Goodman used his fame to spread appreciation for black music. In the 1920s and 30s, many of the orchestras that marketed themselves as jazz bands consisted only of white musicians, and played a mawkish style of music that only drew sparingly from the music that black jazz bands were playing. In 1934, when Goodman began a weekly show on NBC radio called “Let’s Dance,” he bought arrangements by Fletcher Henderson, a prominent black bandleader. His thrilling radio performances of Henderson’s music brought awareness of the jazz of black musicians to a broad and mainly white audience.
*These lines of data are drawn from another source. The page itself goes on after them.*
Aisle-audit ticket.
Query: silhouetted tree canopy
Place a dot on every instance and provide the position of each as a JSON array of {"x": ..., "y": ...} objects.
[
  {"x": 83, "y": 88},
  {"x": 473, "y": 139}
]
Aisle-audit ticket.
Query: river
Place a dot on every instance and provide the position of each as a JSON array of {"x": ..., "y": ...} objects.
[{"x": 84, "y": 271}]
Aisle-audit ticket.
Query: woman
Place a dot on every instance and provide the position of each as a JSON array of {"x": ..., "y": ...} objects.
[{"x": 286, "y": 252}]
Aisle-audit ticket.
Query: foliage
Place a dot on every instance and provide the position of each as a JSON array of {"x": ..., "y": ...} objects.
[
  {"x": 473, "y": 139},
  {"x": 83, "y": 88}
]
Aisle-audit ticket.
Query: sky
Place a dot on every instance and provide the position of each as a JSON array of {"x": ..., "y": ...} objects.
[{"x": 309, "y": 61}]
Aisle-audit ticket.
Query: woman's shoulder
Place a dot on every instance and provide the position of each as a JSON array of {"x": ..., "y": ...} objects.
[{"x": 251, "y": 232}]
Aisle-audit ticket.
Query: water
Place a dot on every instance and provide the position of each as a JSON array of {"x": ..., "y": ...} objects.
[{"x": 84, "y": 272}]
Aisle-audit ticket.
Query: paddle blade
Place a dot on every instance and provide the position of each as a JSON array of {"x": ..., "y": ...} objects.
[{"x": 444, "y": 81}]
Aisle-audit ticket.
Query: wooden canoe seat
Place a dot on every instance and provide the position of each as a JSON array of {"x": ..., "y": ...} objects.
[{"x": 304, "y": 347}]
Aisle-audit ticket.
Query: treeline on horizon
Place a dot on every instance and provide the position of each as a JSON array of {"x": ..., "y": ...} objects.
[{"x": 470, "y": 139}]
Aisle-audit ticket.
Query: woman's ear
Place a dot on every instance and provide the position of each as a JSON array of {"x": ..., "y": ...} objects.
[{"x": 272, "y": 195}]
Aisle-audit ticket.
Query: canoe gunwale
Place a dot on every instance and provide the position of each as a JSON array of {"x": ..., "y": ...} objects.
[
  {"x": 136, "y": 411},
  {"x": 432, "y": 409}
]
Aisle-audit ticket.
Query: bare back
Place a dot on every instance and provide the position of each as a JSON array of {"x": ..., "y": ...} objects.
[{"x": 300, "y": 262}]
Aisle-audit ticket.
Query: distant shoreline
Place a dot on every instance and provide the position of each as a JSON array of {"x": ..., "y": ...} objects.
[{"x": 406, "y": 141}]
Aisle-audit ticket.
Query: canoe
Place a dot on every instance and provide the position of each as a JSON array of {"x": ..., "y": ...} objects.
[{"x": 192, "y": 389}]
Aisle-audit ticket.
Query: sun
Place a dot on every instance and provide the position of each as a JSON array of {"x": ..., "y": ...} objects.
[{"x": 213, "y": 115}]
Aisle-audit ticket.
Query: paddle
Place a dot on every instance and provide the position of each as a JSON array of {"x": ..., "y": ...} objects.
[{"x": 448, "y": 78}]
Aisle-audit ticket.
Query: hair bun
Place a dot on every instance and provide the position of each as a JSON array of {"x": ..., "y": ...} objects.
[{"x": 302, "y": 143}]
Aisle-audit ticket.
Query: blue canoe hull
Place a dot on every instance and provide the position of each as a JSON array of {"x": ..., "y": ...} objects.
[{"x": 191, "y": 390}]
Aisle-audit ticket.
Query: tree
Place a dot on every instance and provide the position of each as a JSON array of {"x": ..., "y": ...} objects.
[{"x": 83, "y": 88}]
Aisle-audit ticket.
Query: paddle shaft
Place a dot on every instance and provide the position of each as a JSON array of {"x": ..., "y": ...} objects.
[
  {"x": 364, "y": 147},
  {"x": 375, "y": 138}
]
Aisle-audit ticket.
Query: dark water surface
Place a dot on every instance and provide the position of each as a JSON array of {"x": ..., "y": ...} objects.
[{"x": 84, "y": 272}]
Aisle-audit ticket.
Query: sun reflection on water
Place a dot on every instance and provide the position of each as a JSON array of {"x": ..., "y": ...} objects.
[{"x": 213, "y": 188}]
Duke Ellington’s commitment to the civil rights movement was complicated. Many felt that a black man of such esteem should be more outspoken, but Ellington often chose to remain quiet on the issue. He even refused to join Martin Luther King’s 1963 march on Washington, D.C.
However, Ellington dealt with prejudice in subtle ways. His contracts always stipulated that he would not play before segregated audiences. When he was touring the South in the mid 1930s with his orchestra, he rented three train cars in which the entire band traveled, ate, and slept. This way, he avoided the grasp of Jim Crow laws, and commanded respect for his band and music.
Ellington’s music itself fueled black pride. He referred to jazz as “African-American classical music,” and strove to convey the black experience in America. He was a figure of the Harlem Renaissance, an artistic and intellectual movement celebrating black identity. In 1941 he composed the score to the musical “Jump for Joy,” which challenged traditional representation of blacks in the entertainment industry. He composed “Black, Brown, and Beige” in 1943 to tell a history of American blacks through music.